Schumer may have been mistaken about which bitter pill to swallow. But every minute that people opposed to Trump spend talking about Schumer is a minute they're not talking about Musk. The general conversation has to always be about Trump and overreach, and never about Democratic infighting, which fires up 10% of the Democratic coalition (or 30%, I don't care) and leaves everyone else bored or demoralized.
I thought this was pretty good. https://verdict.justia.com/2025/03/18/guantanamo-and-the-performative-president
That is good, thank you.
87 is extraordinary, but I can see the analogy.
The US in 2025 is the US in 1945.
Russia in 2025 is the USSR in 1945.
Ukraine in 2025 is Germany in 1945.
The US and the USSR were allies in 1945; the US and Russia are allies in 2025.
The USSR was doing most of the ground fighting against Germany in 1945, but US support for the Soviet war effort was hugely valuable; Russia is doing most of the ground fighting against Ukraine in 2025, but US support for the Russian war effort is hugely valuable.
The US and the USSR carved up Europe into spheres of influence without consulting the locals in 1945; the US and Russia will carve up Ukraine (and maybe other European countries too, I can't imagine the Baltics and Poland won't come up) into spheres of influence without consulting the locals in 2025.
For reasons, I was recently at an Estonian independence day celebration at a cultural center in Los Angeles, and one of the visiting dignitaries (I think Latvian) was very explicit about "echoes" of the Molotov-Ribbentrop Pact.
Molotov-Ribbentrop may be too modern for the Trump admin.
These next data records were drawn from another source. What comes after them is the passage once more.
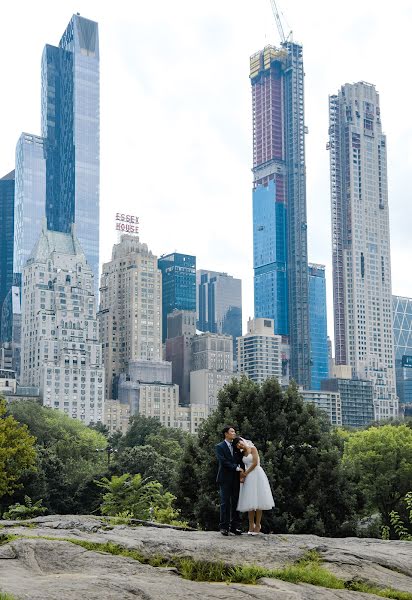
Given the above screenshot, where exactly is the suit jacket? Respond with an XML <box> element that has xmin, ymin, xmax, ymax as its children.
<box><xmin>215</xmin><ymin>440</ymin><xmax>243</xmax><ymax>484</ymax></box>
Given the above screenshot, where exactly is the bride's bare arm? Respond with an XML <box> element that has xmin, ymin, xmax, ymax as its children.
<box><xmin>245</xmin><ymin>447</ymin><xmax>259</xmax><ymax>477</ymax></box>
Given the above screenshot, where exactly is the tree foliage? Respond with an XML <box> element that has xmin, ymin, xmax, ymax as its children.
<box><xmin>97</xmin><ymin>473</ymin><xmax>178</xmax><ymax>520</ymax></box>
<box><xmin>4</xmin><ymin>401</ymin><xmax>107</xmax><ymax>514</ymax></box>
<box><xmin>343</xmin><ymin>424</ymin><xmax>412</xmax><ymax>526</ymax></box>
<box><xmin>176</xmin><ymin>378</ymin><xmax>354</xmax><ymax>535</ymax></box>
<box><xmin>0</xmin><ymin>398</ymin><xmax>36</xmax><ymax>498</ymax></box>
<box><xmin>3</xmin><ymin>496</ymin><xmax>47</xmax><ymax>520</ymax></box>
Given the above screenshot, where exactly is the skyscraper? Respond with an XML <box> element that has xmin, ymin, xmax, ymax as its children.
<box><xmin>309</xmin><ymin>264</ymin><xmax>329</xmax><ymax>390</ymax></box>
<box><xmin>328</xmin><ymin>82</ymin><xmax>398</xmax><ymax>419</ymax></box>
<box><xmin>158</xmin><ymin>252</ymin><xmax>196</xmax><ymax>341</ymax></box>
<box><xmin>98</xmin><ymin>234</ymin><xmax>162</xmax><ymax>399</ymax></box>
<box><xmin>21</xmin><ymin>225</ymin><xmax>104</xmax><ymax>424</ymax></box>
<box><xmin>238</xmin><ymin>318</ymin><xmax>282</xmax><ymax>383</ymax></box>
<box><xmin>41</xmin><ymin>14</ymin><xmax>100</xmax><ymax>298</ymax></box>
<box><xmin>392</xmin><ymin>296</ymin><xmax>412</xmax><ymax>411</ymax></box>
<box><xmin>197</xmin><ymin>269</ymin><xmax>242</xmax><ymax>353</ymax></box>
<box><xmin>166</xmin><ymin>309</ymin><xmax>196</xmax><ymax>404</ymax></box>
<box><xmin>250</xmin><ymin>41</ymin><xmax>311</xmax><ymax>388</ymax></box>
<box><xmin>13</xmin><ymin>133</ymin><xmax>46</xmax><ymax>278</ymax></box>
<box><xmin>0</xmin><ymin>171</ymin><xmax>14</xmax><ymax>332</ymax></box>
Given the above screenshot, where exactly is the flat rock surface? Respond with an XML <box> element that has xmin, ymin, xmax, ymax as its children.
<box><xmin>0</xmin><ymin>515</ymin><xmax>412</xmax><ymax>600</ymax></box>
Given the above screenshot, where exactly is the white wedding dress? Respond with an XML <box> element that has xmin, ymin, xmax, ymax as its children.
<box><xmin>237</xmin><ymin>454</ymin><xmax>275</xmax><ymax>512</ymax></box>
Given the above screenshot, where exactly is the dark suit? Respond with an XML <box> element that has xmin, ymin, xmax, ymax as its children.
<box><xmin>215</xmin><ymin>440</ymin><xmax>243</xmax><ymax>530</ymax></box>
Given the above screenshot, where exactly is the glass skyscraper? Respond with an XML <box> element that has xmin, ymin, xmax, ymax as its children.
<box><xmin>392</xmin><ymin>296</ymin><xmax>412</xmax><ymax>412</ymax></box>
<box><xmin>253</xmin><ymin>180</ymin><xmax>289</xmax><ymax>335</ymax></box>
<box><xmin>39</xmin><ymin>14</ymin><xmax>100</xmax><ymax>289</ymax></box>
<box><xmin>13</xmin><ymin>133</ymin><xmax>46</xmax><ymax>276</ymax></box>
<box><xmin>308</xmin><ymin>264</ymin><xmax>329</xmax><ymax>390</ymax></box>
<box><xmin>158</xmin><ymin>252</ymin><xmax>196</xmax><ymax>341</ymax></box>
<box><xmin>0</xmin><ymin>171</ymin><xmax>14</xmax><ymax>342</ymax></box>
<box><xmin>250</xmin><ymin>41</ymin><xmax>311</xmax><ymax>388</ymax></box>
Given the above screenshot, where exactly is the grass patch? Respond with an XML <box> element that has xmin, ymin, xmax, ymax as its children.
<box><xmin>0</xmin><ymin>533</ymin><xmax>19</xmax><ymax>548</ymax></box>
<box><xmin>345</xmin><ymin>581</ymin><xmax>412</xmax><ymax>600</ymax></box>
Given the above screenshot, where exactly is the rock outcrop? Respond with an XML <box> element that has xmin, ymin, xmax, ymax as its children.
<box><xmin>0</xmin><ymin>515</ymin><xmax>412</xmax><ymax>600</ymax></box>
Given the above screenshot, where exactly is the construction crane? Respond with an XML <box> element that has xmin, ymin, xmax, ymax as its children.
<box><xmin>270</xmin><ymin>0</ymin><xmax>292</xmax><ymax>44</ymax></box>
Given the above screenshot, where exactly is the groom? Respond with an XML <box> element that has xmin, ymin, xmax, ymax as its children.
<box><xmin>215</xmin><ymin>425</ymin><xmax>244</xmax><ymax>535</ymax></box>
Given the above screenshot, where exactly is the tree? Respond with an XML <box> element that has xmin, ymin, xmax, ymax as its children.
<box><xmin>119</xmin><ymin>415</ymin><xmax>162</xmax><ymax>448</ymax></box>
<box><xmin>114</xmin><ymin>445</ymin><xmax>176</xmax><ymax>490</ymax></box>
<box><xmin>343</xmin><ymin>424</ymin><xmax>412</xmax><ymax>526</ymax></box>
<box><xmin>97</xmin><ymin>473</ymin><xmax>178</xmax><ymax>520</ymax></box>
<box><xmin>88</xmin><ymin>421</ymin><xmax>110</xmax><ymax>437</ymax></box>
<box><xmin>0</xmin><ymin>398</ymin><xmax>36</xmax><ymax>498</ymax></box>
<box><xmin>177</xmin><ymin>377</ymin><xmax>354</xmax><ymax>535</ymax></box>
<box><xmin>8</xmin><ymin>401</ymin><xmax>107</xmax><ymax>514</ymax></box>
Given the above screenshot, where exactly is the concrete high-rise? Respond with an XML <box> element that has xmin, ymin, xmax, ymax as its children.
<box><xmin>250</xmin><ymin>41</ymin><xmax>311</xmax><ymax>388</ymax></box>
<box><xmin>0</xmin><ymin>171</ymin><xmax>14</xmax><ymax>336</ymax></box>
<box><xmin>158</xmin><ymin>252</ymin><xmax>196</xmax><ymax>342</ymax></box>
<box><xmin>41</xmin><ymin>14</ymin><xmax>100</xmax><ymax>298</ymax></box>
<box><xmin>196</xmin><ymin>269</ymin><xmax>242</xmax><ymax>354</ymax></box>
<box><xmin>328</xmin><ymin>82</ymin><xmax>398</xmax><ymax>419</ymax></box>
<box><xmin>21</xmin><ymin>226</ymin><xmax>104</xmax><ymax>424</ymax></box>
<box><xmin>190</xmin><ymin>333</ymin><xmax>234</xmax><ymax>409</ymax></box>
<box><xmin>13</xmin><ymin>133</ymin><xmax>46</xmax><ymax>285</ymax></box>
<box><xmin>166</xmin><ymin>310</ymin><xmax>196</xmax><ymax>404</ymax></box>
<box><xmin>309</xmin><ymin>263</ymin><xmax>329</xmax><ymax>390</ymax></box>
<box><xmin>238</xmin><ymin>319</ymin><xmax>282</xmax><ymax>383</ymax></box>
<box><xmin>98</xmin><ymin>234</ymin><xmax>162</xmax><ymax>399</ymax></box>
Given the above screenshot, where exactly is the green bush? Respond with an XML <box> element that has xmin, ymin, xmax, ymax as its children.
<box><xmin>3</xmin><ymin>496</ymin><xmax>47</xmax><ymax>520</ymax></box>
<box><xmin>96</xmin><ymin>473</ymin><xmax>184</xmax><ymax>524</ymax></box>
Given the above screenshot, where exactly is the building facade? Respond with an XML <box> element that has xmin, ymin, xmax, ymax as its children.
<box><xmin>196</xmin><ymin>269</ymin><xmax>242</xmax><ymax>353</ymax></box>
<box><xmin>250</xmin><ymin>41</ymin><xmax>311</xmax><ymax>388</ymax></box>
<box><xmin>41</xmin><ymin>14</ymin><xmax>100</xmax><ymax>292</ymax></box>
<box><xmin>0</xmin><ymin>285</ymin><xmax>21</xmax><ymax>379</ymax></box>
<box><xmin>392</xmin><ymin>296</ymin><xmax>412</xmax><ymax>412</ymax></box>
<box><xmin>238</xmin><ymin>319</ymin><xmax>282</xmax><ymax>383</ymax></box>
<box><xmin>98</xmin><ymin>234</ymin><xmax>162</xmax><ymax>399</ymax></box>
<box><xmin>166</xmin><ymin>310</ymin><xmax>196</xmax><ymax>405</ymax></box>
<box><xmin>321</xmin><ymin>378</ymin><xmax>374</xmax><ymax>428</ymax></box>
<box><xmin>300</xmin><ymin>390</ymin><xmax>342</xmax><ymax>427</ymax></box>
<box><xmin>21</xmin><ymin>226</ymin><xmax>104</xmax><ymax>424</ymax></box>
<box><xmin>190</xmin><ymin>333</ymin><xmax>234</xmax><ymax>410</ymax></box>
<box><xmin>0</xmin><ymin>171</ymin><xmax>14</xmax><ymax>336</ymax></box>
<box><xmin>158</xmin><ymin>252</ymin><xmax>196</xmax><ymax>342</ymax></box>
<box><xmin>13</xmin><ymin>133</ymin><xmax>46</xmax><ymax>278</ymax></box>
<box><xmin>309</xmin><ymin>263</ymin><xmax>329</xmax><ymax>390</ymax></box>
<box><xmin>328</xmin><ymin>82</ymin><xmax>398</xmax><ymax>419</ymax></box>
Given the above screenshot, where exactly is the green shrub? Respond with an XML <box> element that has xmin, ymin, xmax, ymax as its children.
<box><xmin>3</xmin><ymin>496</ymin><xmax>47</xmax><ymax>520</ymax></box>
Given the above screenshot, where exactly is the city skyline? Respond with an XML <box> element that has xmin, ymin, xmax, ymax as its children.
<box><xmin>0</xmin><ymin>0</ymin><xmax>412</xmax><ymax>342</ymax></box>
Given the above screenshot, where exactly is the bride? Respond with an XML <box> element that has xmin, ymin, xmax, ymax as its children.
<box><xmin>233</xmin><ymin>437</ymin><xmax>275</xmax><ymax>535</ymax></box>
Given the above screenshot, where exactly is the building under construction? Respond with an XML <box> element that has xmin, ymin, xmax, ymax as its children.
<box><xmin>250</xmin><ymin>42</ymin><xmax>311</xmax><ymax>388</ymax></box>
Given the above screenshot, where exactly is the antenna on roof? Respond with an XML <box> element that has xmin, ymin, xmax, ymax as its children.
<box><xmin>270</xmin><ymin>0</ymin><xmax>293</xmax><ymax>44</ymax></box>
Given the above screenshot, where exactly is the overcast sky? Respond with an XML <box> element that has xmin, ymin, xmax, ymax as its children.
<box><xmin>0</xmin><ymin>0</ymin><xmax>412</xmax><ymax>344</ymax></box>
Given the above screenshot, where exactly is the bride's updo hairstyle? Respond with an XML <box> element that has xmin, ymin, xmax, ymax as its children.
<box><xmin>233</xmin><ymin>435</ymin><xmax>244</xmax><ymax>452</ymax></box>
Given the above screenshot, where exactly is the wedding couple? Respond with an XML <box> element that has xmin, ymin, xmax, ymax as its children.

Maybe the first* partition of Poland?
*Or third, if they get rid of Ukraine altogether.
That Schumer interview with Chris Hayes - he's clearly not up to the moment, not a wartime consigliere, he's got to go.
81, 82: It's worse than that.
"Yesterday I noted that when DOGE showed up on Monday at the USIP offices, they came with what appeared to be private security in addition to FBI agents. It turns out that those private security people were USIP's own security contractors, only they'd switched sides to DOGE. That contractor is called 'Inter-Con.' Realizing that DOGE might try to suborn Inter-Con, the USIP's head of security had already canceled Inter-Con's contract and that cancelation had been acknowledged. USIP was able to close out Inter-Con's swipe badges, but there was one physical key they had not been able to get possession of yet. That key was in the hands of Kevin Simpson, the Inter-Con account manager for USIP. It was that physical key, which Simpson brought to the offices on Monday, which allowed DOGE to get into the building. Once they made entry they immediately made for the gun safe and took possession of the premises. DC Metro Police were also soon on the scene and ordered the incumbent staff to leave.
Now, why did Inter-Con switch sides? Why did they continue acting as security contractors after their contract had been terminated? According to the sworn declaration of the USIP head of security Colin O'Brien, Derick Hanna, Vice President of Inter-Con, told O'Brien that 'DOGE threatened to cancel every federal contract Inter-Con held if they did not come to the USIP building and let Kenneth Jackson [the purported new head of the Institute] inside.'
How big a threat was that? According to USASpending, Inter-Con has $209 million in government contractors currently. So it sounds like DOGE made them an offer they couldn't refuse."
24, Marshall has made his decision. Now ler him enforce it.